The kata CLI resolves a project from your workspace, .kata.toml, or --project, then talks to a local daemon, starting one automatically when needed. The daemon owns a SQLite database under KATA_HOME, applies mutations, and records an event stream that both the CLI/TUI and hooks read. Search is lexical by default and can opt into semantic search with a local or hosted OpenAI-compatible embeddings endpoint. Optional GitHub sync can mirror upstream GitHub issues into kata, and federation can replicate selected projects through a hub. Your repo commits only the small .kata.toml binding, so issue history stays out of code history. Private-network remote daemon modes are explicit: operators can use bearer auth on trusted private HTTP or opt a single-user private IP into tokenless writes. See Concepts and Architecture for the full model.

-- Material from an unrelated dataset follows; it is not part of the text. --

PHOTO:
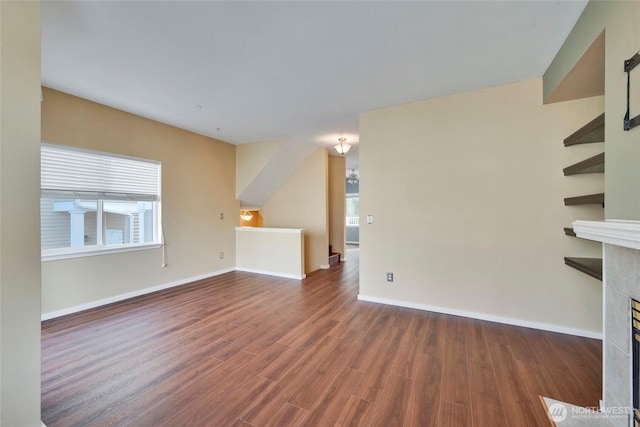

Go applications can also run kata in-process through the listener-free go.kenn.io/kata service. The host application mounts the same HTTP API and owns the listener, authentication boundary, and process lifecycle; see Embedding kata in Go.

When to use kata

Reach for kata when work should stay close to the machine doing it:

  • coding agents need to discover, claim, update, and close work from the CLI;
  • you want an instant terminal loop instead of a browser session;
  • work spans local clones, worktrees, experiments, or non-git directories;
  • task state should survive chat compaction without becoming a markdown plan;
  • closes should carry evidence and an audit trail.

kata is not a SaaS issue tracker. Linear, Jira, GitHub Issues, and ClickUp are shared online systems for roadmaps, dashboards, and cross-team reporting; kata is a local ledger for the work itself. They coexist. See Comparisons for the trade-offs.